Depois de registado o momento chamei os pequenos para uma pequena aula de biologia e foi a loucura. Agradeci o facto de existir um vidro entre o animal e eles, caso contrário não sei o que teria acontecido. Estavam de tal forma entusiasmados que mais parecia uma noite de Natal. O sapo acabou por se cansa dos mirones, virou as costas e foi embora. Eles fizeram uma festa porque viram  como um sapo verdadeiro se movimentava.

Agora digam lá que isto não é vestir a camisola? Somos ou não somos um verdadeiro blog Sapo?

Sempre a enganar a mãe

- Mãe amanhã comi pão com salsicha! - diz o Salvador

- Queres comer pão com salsicha?

- Não eu comi amanhã no café.

- Comeste ontem? Quem deu?

- O avô!

- Eu bebi um sumo! - exclama o Santiago

- O avô deu um pão com salsicha e sumo aos meninos?

- Eu bebi sumo e leite com chocolate. - afirma o Santiago

 Achei aquela história muito estranha. Assim que cheguei a casa perguntei ao marido:

-  O que é que os rapazes comeram no café?

 - Um chupa!

- Só isso?

- Sim. Porquê?

- Estes pequenos têm uma imaginação...

Já me devia ter habituado...

- Mãe cheira tão bem. O comer está quase pronto?

-Sim Guilherme, já está pronto. Faz-me um favor e vai chamar os teus irmãos enquanto eu coloco o comer nos pratos.

- LEONARDO, SALVADOR, SANTIAGO VENHAM COMER!

-Guilherme se fosse para gritar tinha gritado eu...

 

Noutro dia.

- Mãe posso provar um bocadinho?

- Santiago o comer já está pronto por isso vais já provar. Vai por favor lá acima chamar os manos.

- GUILHERME, NARDO, SALVADOR COMER!

- Santiago não grites filho.

 

- Mãe a minha barriga tem muita fome!

- O jantar já está pronto. Só temos que chamar os manos para virem comer.

- Eu faço. NARDO, GUILHERME, SANTIAGO HORA DE COMER!

 

- Amor o comer está pronto. Podes chamar os teus irmãos?

- MANOS VENHAM COMER!

 

Andamos sempre a correr e, por vezes, nem vemos a beleza do que nos rodeia

Ao fim do dia sou sempre eu que levo os gémeos para casa. Vou sempre com pressa para ir fazer o jantar, ajudar o marido nos banhos e, por vezes, ajudar os mais velhos nos trabalhos. Neste dia especifico não foi excepção, apressei-me a caminho de casa, estacionei o carro, fechei o portão e tirei os gémeos do carro. Abri a porta de casa e disse aos rapazes para entrarem. Eles por norma costumam dar umas corridas rápidas e entrar em casa mas desta vez estavam parados. Chamei-os mais uma vez para que entrassem porque estava frio na rua e o Santiago disse-me:

- Espera mãe. Estamos a ver as estrelas. Olha são muitas.

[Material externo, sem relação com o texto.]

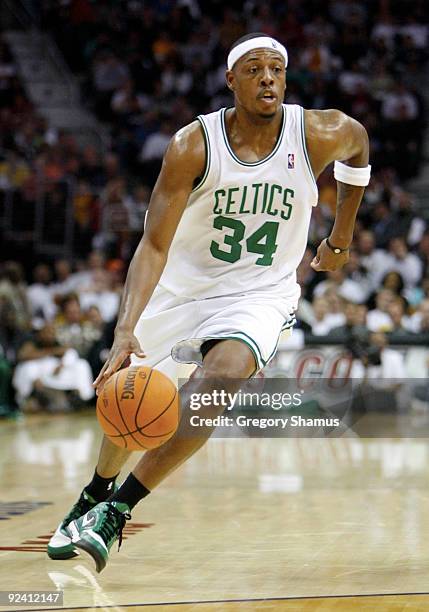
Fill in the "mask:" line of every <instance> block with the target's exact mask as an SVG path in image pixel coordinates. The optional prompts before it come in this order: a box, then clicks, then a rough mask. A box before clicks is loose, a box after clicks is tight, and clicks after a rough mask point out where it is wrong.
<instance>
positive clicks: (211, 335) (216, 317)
mask: <svg viewBox="0 0 429 612" xmlns="http://www.w3.org/2000/svg"><path fill="white" fill-rule="evenodd" d="M287 61H288V56H287V52H286V49H285V48H284V47H283V45H281V44H280V43H279V42H278V41H276V40H274V39H272V38H270V37H268V36H266V35H265V34H259V33H258V34H251V35H248V36H245V37H243V38H241V39H240V40H238V41H237V42H236V43H235V44H234V45H233V47H232V48H231V51H230V53H229V55H228V61H227V65H228V70H227V72H226V80H227V84H228V87H229V89H230V90H231V91H232V92H233V94H234V107H233V108H228V109H222V110H219V111H217V112H214V113H211V114H209V115H205V116H201V117H198V120H197V121H194V122H193V123H191V124H190V125H188V126H186V127H184V128H183V129H181V130H179V132H177V134H176V135H175V136H174V137H173V138H172V140H171V142H170V145H169V147H168V150H167V152H166V154H165V157H164V161H163V165H162V169H161V172H160V175H159V177H158V180H157V183H156V185H155V188H154V190H153V193H152V197H151V202H150V208H149V213H148V217H147V223H146V228H145V233H144V236H143V238H142V240H141V242H140V244H139V246H138V247H137V250H136V253H135V255H134V257H133V260H132V262H131V265H130V268H129V271H128V276H127V280H126V284H125V289H124V295H123V299H122V304H121V308H120V313H119V318H118V323H117V326H116V331H115V339H114V343H113V346H112V349H111V351H110V355H109V358H108V360H107V362H106V363H105V365H104V367H103V368H102V370H101V372H100V374H99V376H98V378H97V379H96V381H95V383H94V385H95V387H96V389H97V391H98V392H99V391H100V389H101V388H102V386H103V385H104V383H105V382H106V380H107V379H108V378H109V377H110V376H111V375H112V374H113V373H114V372H115V371H116V370H118V369H119V368H120V366H121V364H122V363H123V362H124V360H125V359H126V358H127V357H128V356H129V355H131V356H132V359H131V363H132V364H146V365H150V366H154V367H156V368H158V369H160V370H163V371H164V372H165V373H167V374H168V373H169V367H170V365H171V362H172V361H171V357H170V355H172V357H173V358H174V359H175V360H177V361H183V362H188V363H189V362H192V363H197V364H198V365H199V366H200V367H199V369H198V370H197V373H196V375H195V377H194V380H193V381H192V385H193V389H192V390H193V392H200V393H206V392H210V389H211V388H213V387H212V386H211V385H213V383H211V382H210V380H213V379H224V380H230V379H244V378H249V377H251V376H252V375H253V374H255V373H256V372H257V371H258V370H260V369H261V368H263V367H264V366H265V365H266V364H267V363H268V362H269V361H270V359H271V358H272V357H273V355H274V353H275V352H276V348H277V343H278V338H279V335H280V333H281V332H282V330H284V329H285V328H290V327H291V326H292V325H293V321H294V315H293V312H294V310H295V309H296V307H297V302H298V298H299V294H300V289H299V286H298V285H297V283H296V268H297V266H298V264H299V263H300V261H301V258H302V256H303V253H304V250H305V248H306V244H307V234H308V227H309V223H310V217H311V210H312V207H313V206H315V205H316V204H317V187H316V179H317V177H318V176H319V175H320V173H321V172H322V171H323V170H324V169H325V168H326V166H328V164H330V163H332V162H334V161H335V166H334V174H335V178H336V179H337V181H338V203H337V211H336V217H335V222H334V225H333V228H332V231H331V233H330V235H329V237H328V238H326V239H324V240H323V241H322V243H321V244H320V246H319V247H318V250H317V254H316V256H315V258H314V260H313V262H312V267H313V268H314V270H316V271H322V270H336V269H338V268H341V267H342V266H343V265H344V264H345V263H346V262H347V259H348V249H349V245H350V243H351V241H352V236H353V227H354V222H355V217H356V212H357V209H358V206H359V204H360V201H361V198H362V195H363V191H364V189H363V188H364V186H365V185H367V184H368V182H369V177H370V166H369V165H368V138H367V134H366V131H365V129H364V128H363V127H362V126H361V125H360V124H359V123H357V122H356V121H354V120H353V119H351V118H350V117H348V116H346V115H344V114H343V113H342V112H340V111H337V110H327V111H305V110H303V109H302V108H301V107H300V106H297V105H294V104H286V105H284V104H283V97H284V92H285V89H286V67H287ZM336 160H341V161H336ZM343 162H346V163H343ZM188 384H189V383H188ZM200 414H201V412H200ZM184 421H185V419H182V422H181V424H180V426H179V429H178V431H177V432H176V434H175V435H174V436H173V438H171V439H170V440H169V441H168V442H167V443H166V444H164V445H163V446H161V447H160V448H158V449H156V450H151V451H147V452H146V453H145V454H144V456H143V457H142V458H141V459H140V461H139V462H138V464H137V465H136V467H135V468H134V470H133V472H132V473H131V474H130V475H129V476H128V477H127V479H126V480H125V482H124V483H123V484H122V486H121V487H120V488H119V489H117V490H115V479H116V477H117V475H118V473H119V471H120V469H121V467H122V466H123V464H124V463H125V461H126V459H127V458H128V456H129V452H127V451H125V450H123V449H120V448H117V447H116V446H114V445H113V444H112V443H111V442H109V441H108V440H107V439H106V438H105V439H104V440H103V443H102V447H101V451H100V456H99V460H98V464H97V466H96V470H95V473H94V476H93V479H92V481H91V482H90V483H89V484H88V485H87V486H86V487H85V488H84V489H83V491H82V494H81V496H80V498H79V500H78V501H77V503H76V504H75V505H74V506H73V508H72V509H71V511H70V512H69V514H68V515H67V516H66V518H65V519H64V520H63V521H62V523H61V524H60V526H59V527H58V529H57V531H56V532H55V535H54V536H53V537H52V539H51V541H50V542H49V546H48V554H49V556H50V557H51V558H54V559H66V558H69V557H72V556H74V555H75V554H76V553H77V550H76V548H80V549H83V550H85V551H86V552H88V553H89V554H90V555H91V556H92V557H93V558H94V560H95V562H96V567H97V571H101V570H102V569H103V568H104V566H105V565H106V561H107V559H108V554H109V551H110V548H111V546H112V544H113V542H114V541H115V540H116V539H117V538H119V541H121V534H122V529H123V526H124V524H125V521H126V520H127V519H129V518H130V511H131V510H132V508H133V507H134V506H135V505H136V504H137V502H139V501H140V500H141V499H143V498H144V497H146V496H147V495H149V493H150V491H152V490H153V489H154V488H155V487H156V486H157V485H158V484H159V483H160V482H161V481H162V480H164V478H165V477H166V476H167V475H168V474H170V473H171V472H172V471H173V470H175V469H176V468H177V467H178V466H179V465H181V464H182V463H183V462H184V461H185V460H186V459H187V458H188V457H190V456H191V455H192V454H193V453H194V452H195V451H196V450H198V448H199V447H201V446H202V445H203V444H204V442H205V441H206V438H207V437H208V436H209V435H210V432H209V431H208V432H207V436H206V437H204V436H200V437H198V438H197V437H189V436H188V437H184V436H182V435H181V432H182V431H183V427H184V426H185V425H184ZM82 515H83V516H82Z"/></svg>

Acabei por me juntar a eles e olhar para cima. A verdade é que o céu estava simplesmente lindo, repleto de pequenos pontos luminosos. Acabei por me deixar ficar ali um pouco com eles a apreciar aquele céu. Demoramos tanto que o marido estranhou e veio à porta saber de nós. Quando perguntou o que se passava respondemos que estávamos a ver as estrelas. 

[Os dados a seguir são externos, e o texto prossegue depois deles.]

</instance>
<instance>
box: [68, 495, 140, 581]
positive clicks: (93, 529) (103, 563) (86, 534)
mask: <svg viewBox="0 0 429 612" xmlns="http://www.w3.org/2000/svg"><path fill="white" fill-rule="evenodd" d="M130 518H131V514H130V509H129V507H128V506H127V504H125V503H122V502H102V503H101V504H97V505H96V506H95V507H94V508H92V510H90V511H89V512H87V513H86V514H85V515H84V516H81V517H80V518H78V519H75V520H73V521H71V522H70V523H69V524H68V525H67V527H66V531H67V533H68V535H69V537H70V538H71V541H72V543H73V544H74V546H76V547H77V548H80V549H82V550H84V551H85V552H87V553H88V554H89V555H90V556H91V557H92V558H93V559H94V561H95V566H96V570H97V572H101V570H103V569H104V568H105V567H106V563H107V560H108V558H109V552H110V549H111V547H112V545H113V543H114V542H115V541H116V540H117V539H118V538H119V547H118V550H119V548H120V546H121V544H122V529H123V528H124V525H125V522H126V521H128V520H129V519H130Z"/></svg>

O facto é que andamos numa correria tal que podemos passar pela paisagem mais bela do mundo e nem nos apercebemos. Estamos tão focados nos milhões de coisas que temos que fazer que nos esquecemos de apreciar as coisas simples que nos rodeiam. Eu, felizmente, tenho os rapazes que me chamam à razão e me alertam para as coisas que estou a perder. Agora, todos os dias, tiro um minuto para contemplar o céu e a verdade é que nunca é igual.